Saturday, January 30

Week 1 ~ aka: The Final Wk 1

I'm still here!! I haven't given up ...again... already. I am also doing a group weightloss blog with some good friends and managed only to update that blog on Wednesday which is my normal weigh in day.

I have decided to put it all out there this time. A friend of mine outside of the other blog also just happened to decide to try again on the same Satruday a week ago and she did something a little different, she told anyone and everyone that she was trying to lose weight. She says it helps keep her on track and accountable. While I hadnt kept it a secret last year that I was trying to lose weight I also hadn't purposely put it out there so publicly. I wonder if it would truely help? The downside that immediately comes to mind is the "can you eat that?" I think I can handle that and am considering going public. Not only with the weightloss journey but another journey that I decided to tackle sometime last year.

I want to run a half marathon.

Wow, never thought I'd say those words. I do not consider mysef a runner, have never wanted to be a runner, swore I would only run when chased and my life depended on it. Something started changing in me last year and it was almost like a calling. Our city hosted a marathon that also had a half marathon element and I thought to myself that I could do that. I could run a half marathon. I can do anything I put my mind to. I kept getting little signs about running and the thought lingered in my mind for a few weeks and the clencher was the episode of The Biggest Loser when Rebecca closed with her running of a half. She was in tears knowing that if she could do this anyone could. She never imagined that she could have done something like that but now her life was changed.

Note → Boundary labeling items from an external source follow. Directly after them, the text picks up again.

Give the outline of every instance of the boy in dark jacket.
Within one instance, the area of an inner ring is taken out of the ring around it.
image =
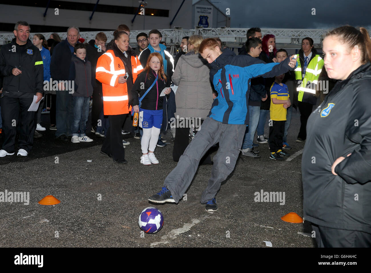
[[[75,82],[75,90],[72,93],[73,121],[71,128],[71,141],[72,143],[91,142],[93,140],[87,136],[85,133],[95,72],[90,62],[85,60],[86,45],[83,43],[77,44],[75,46],[74,51],[70,66],[69,78],[69,80],[74,81]]]
[[[201,130],[165,179],[161,190],[148,200],[155,203],[177,203],[193,179],[201,159],[219,142],[211,176],[201,199],[201,204],[206,204],[207,211],[215,211],[218,209],[216,193],[234,168],[249,124],[250,79],[285,73],[295,67],[296,59],[290,58],[280,64],[265,64],[246,55],[234,56],[229,51],[222,53],[216,41],[211,38],[203,41],[199,51],[210,64],[210,79],[219,94]]]

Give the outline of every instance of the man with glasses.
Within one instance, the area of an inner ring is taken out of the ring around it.
[[[78,27],[71,26],[67,30],[67,37],[54,48],[50,63],[50,72],[53,81],[66,81],[68,82],[71,59],[74,48],[79,43],[80,31]],[[56,122],[57,131],[55,137],[63,141],[68,141],[71,137],[71,126],[73,118],[72,90],[69,90],[71,84],[66,86],[63,83],[59,84],[57,90]]]
[[[149,42],[147,33],[141,32],[137,35],[137,42],[138,43],[138,46],[135,49],[135,53],[137,56],[139,56],[140,53],[148,46]]]

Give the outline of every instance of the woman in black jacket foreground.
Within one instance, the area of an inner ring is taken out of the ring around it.
[[[305,220],[319,247],[371,247],[371,40],[338,27],[323,41],[338,79],[308,120],[302,161]]]

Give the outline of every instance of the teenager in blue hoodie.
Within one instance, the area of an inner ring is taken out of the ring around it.
[[[207,211],[218,209],[216,195],[234,168],[246,126],[249,124],[249,95],[251,79],[281,75],[296,67],[296,59],[265,64],[247,55],[234,56],[221,51],[213,39],[204,40],[199,49],[211,66],[210,78],[218,92],[201,130],[180,157],[177,166],[165,180],[161,191],[148,199],[154,203],[177,203],[189,186],[200,160],[210,147],[219,142],[213,158],[211,178],[202,193],[201,204]]]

I plan to begin the Couch to 5k training program and contineu beyond the 5k to run the half marathon here in my city in the fall.

Now I'm off to enjoy my Saturday, get a stopwatch, good sports bra and get going on the road to my half marathon!

Oh, I almost forgot. I lost 2.2lbs as of Wednesday. I have been 100% on program since last Saturday and intend to stay that way. Here's the scale shot of last Wednesday:

Sunday, January 24

No Longer M. I. A.

This blog began in January of last year when I vowed to start what was to be be my final weight loss journey. I was certain this time I would have the determination to see myself to goal..whatever that may end up being and stay there. I would get the weight off and keep it off permanently.

The year started off really well and by mid July I had lost 43lbs! I was very near half-way to goal. Then, I lost steam, willpower, determination etc. I soon started skipping weigh ins and all but abandoned this blog which I had also been adamant would not end up being one of those blogs/websites that starts off with loads of enthusiasm and progress only to lose steam and wind up being one of those found in searches that hasn’t been updated in eons. Poor little orphaned weight loss sites. I didn’t/don’t want mine to be like that! I also don’t want to be afraid of saying what I weigh or what I’ve lost. I had every intention of using the picture of my starting weight as the header picture for this blog last year and then post each scale picture as proof of my success, or lack thereof, each and every week. I was diligent about taking the pictures but never posted them and when success eluded me for more and more weeks in a row I stopped taking the weekly scale pictures. I need to begin that again.

This time will be different. I resolve to weigh every week no matter the results and post them here. I have to be accountable when the times are tough not just when I have success.

I have to take my before pics this week. I really appreciated being able to visualize the success before and have considered a slightly more drastic approach this time. More on that later.